Feature extraction is an integral part of understanding musical instrument signals. These signals contain a wealth of information and feature extraction is a method for obtaining specific characteristics through signal processing techniques. Hence, it is partly a process of reducing the overwhelming acoustical information and focusing on specific areas that may give clues for describing the signal under investigation. In a computer system, digital signal processing techniques are used for analysis. The techniques of data analysis are divided into frequency and time domain analyses. With these techniques, numerous approaches from different angles are employed to extract salient information, ultimately to help understand timbral characteristics.
Various
signal processing software systems exist for extracting specific acoustical
features. However, very few systems exist that are tailored for the purpose
of analysis and extraction of timbral qualities of musical instrument signals.
In this thesis I have developed and implemented various algorithms for
extracting salient features into one software application which can be
readily used by musicians, composers, engineers or anyone interested in
analyzing musical signals from a signal processing point of view.
It
is also interesting to note that although numerous signal processing algorithms
have been devised to accomplish feature extraction tasks, it is still unclear
as to which aspects of timbre are essential and which are less or more
meaningful than others.
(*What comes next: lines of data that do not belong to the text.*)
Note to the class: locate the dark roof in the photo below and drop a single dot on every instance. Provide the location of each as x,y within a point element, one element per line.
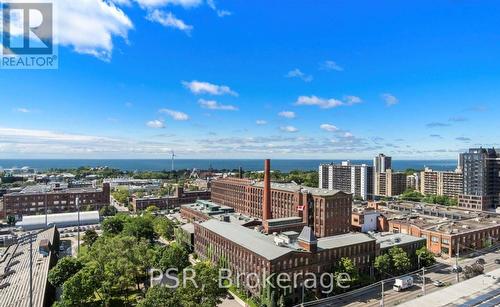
<point>307,235</point>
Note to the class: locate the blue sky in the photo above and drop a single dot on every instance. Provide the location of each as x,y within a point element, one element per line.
<point>254,79</point>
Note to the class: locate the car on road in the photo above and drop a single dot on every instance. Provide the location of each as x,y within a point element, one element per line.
<point>403,283</point>
<point>457,269</point>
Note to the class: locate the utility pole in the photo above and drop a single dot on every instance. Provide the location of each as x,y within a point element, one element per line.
<point>31,269</point>
<point>77,201</point>
<point>382,301</point>
<point>457,254</point>
<point>423,280</point>
<point>46,219</point>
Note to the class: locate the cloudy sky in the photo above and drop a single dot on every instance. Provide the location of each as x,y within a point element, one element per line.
<point>254,79</point>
To my knowledge, there exists no theory nor rule
that unambiguously defines a hierarchical description of timbral features.
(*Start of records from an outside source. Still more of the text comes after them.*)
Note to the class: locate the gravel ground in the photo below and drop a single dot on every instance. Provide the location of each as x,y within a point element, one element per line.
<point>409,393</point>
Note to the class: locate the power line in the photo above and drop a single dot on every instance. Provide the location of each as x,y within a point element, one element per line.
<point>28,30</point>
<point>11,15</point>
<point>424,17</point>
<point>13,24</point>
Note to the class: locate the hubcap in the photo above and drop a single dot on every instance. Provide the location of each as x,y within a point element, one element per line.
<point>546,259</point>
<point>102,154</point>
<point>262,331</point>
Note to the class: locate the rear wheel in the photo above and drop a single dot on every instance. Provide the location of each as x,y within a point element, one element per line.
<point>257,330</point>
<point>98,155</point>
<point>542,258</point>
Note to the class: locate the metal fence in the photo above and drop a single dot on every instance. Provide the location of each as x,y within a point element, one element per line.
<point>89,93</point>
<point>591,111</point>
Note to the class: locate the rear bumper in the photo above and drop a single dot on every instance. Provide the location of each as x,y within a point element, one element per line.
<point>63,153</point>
It is my hope that this software system will provide users the means to
explore, investigate and experiment with audio signals and help answer
some of the many questions regarding timbre that are yet to be discovered.
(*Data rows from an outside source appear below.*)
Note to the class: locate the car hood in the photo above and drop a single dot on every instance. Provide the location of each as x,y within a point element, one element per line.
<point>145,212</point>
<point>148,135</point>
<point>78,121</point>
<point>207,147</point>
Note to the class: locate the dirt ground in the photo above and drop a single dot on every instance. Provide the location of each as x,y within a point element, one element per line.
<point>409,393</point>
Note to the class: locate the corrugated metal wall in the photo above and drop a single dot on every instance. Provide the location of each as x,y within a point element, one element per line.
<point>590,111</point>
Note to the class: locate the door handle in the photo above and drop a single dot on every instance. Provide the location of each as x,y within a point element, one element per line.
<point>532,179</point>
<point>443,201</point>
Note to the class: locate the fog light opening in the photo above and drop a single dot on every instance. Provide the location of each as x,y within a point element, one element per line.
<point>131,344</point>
However, I also plan to continue research in timbre to encompass a recognition
module which would be able to take the extracted features and recognize
the sound source being analyzed.
The
software rendered in Java has been chosen for its platform independence
and graphical user interface (GUI) capabilities. The Java Swing GUI was
used to facilitate the interpretation of extracted features through graphical
displays and parametric controls of various signal processing coefficients.
Although the
Fourier transform has been known for quite some time, it was not widely
applied by the music community until after 1965, with the introduction
of the fast Fourier transform (Cooley and Tukey 1965). The advent of the
FFT stimulated research in music partly due to the cost effectiveness in
processing the discrete Fourier transform. One such area of research in
timbre was conducted using multidimensional scaling (MDS) methods (Grey
1976). The structure of musical signals was mapped to a three dimensional
timbre space. The listener determined the similarity or dissimilarity between
sounds when salient features were changed. The three dimensions incorporated
were brightness, spectral flux and attack time. Instead of natural sounds,
additive synthesis methods were employed for easy control of timbral parameters
in conducting the experiments. Noise content of musical signals on the
other hand has not been investigated in as much detail by researchers compared
to the "periodic" aspects of musical sounds (some work has been done in
modeling non-periodic signals by Serra 1997). However, voice coding research
has been adapting noise analysis techniques enthusiastically, where
speech is divided into a periodic and noisy part. The use of a LPC (Linear
Prediction Coding) method has been the primary backbone in current and
past speech analysis by synthesis (AbS) systems.
During the past decade a number of research topics in timbre have been pursued in the area of so called Computational Auditory Scene Analysis (CASA). It may be thought of as a research area in psychophysical disciplines to describe and explain how the listener perceives sounds. Sound, in this context may be referred to a multiplexed signal - an aggregate of a number of sound sources. The approach is to find the underlying reasons as to why we hear what we hear and not merely be content with the results of a computer system that finds a matching answer to a stimulus. The proliferation of CASA can be largely attributed to Bregman, who published his book Auditory Scene Analysis in 1990 (Bregman 1990). The book describes in detail highly intuitive and clever experiments that attempt to explain psychoacoustic phenomena and makes robust modeling of such features. However, as is the case with most if not all psychoacoustic experiments, the stimuli or test tones used in Bregram's book are also static, synthesized, sine-tones or simply impractical sound examples which are often remotely related to real-life sounds. Nevertheless, a significant and impressive amount of work has been done in this field. Work by Ellis (Ellis 1996) used a prediction-based model of the auditory system with good results in grouping sounds in noisy environments such as car horns, door slams and squeals in a "city street environment". He used a re-synthesis approach to assess its robustness and performance. Another is statistically based pattern-recognition approach (Martin 1999) where the "listening" system classifies musical instruments as one of 25 possibilities based on Ellis's PDCASA (Prediction Driven Computational Auditory Scene Analysis) architecture.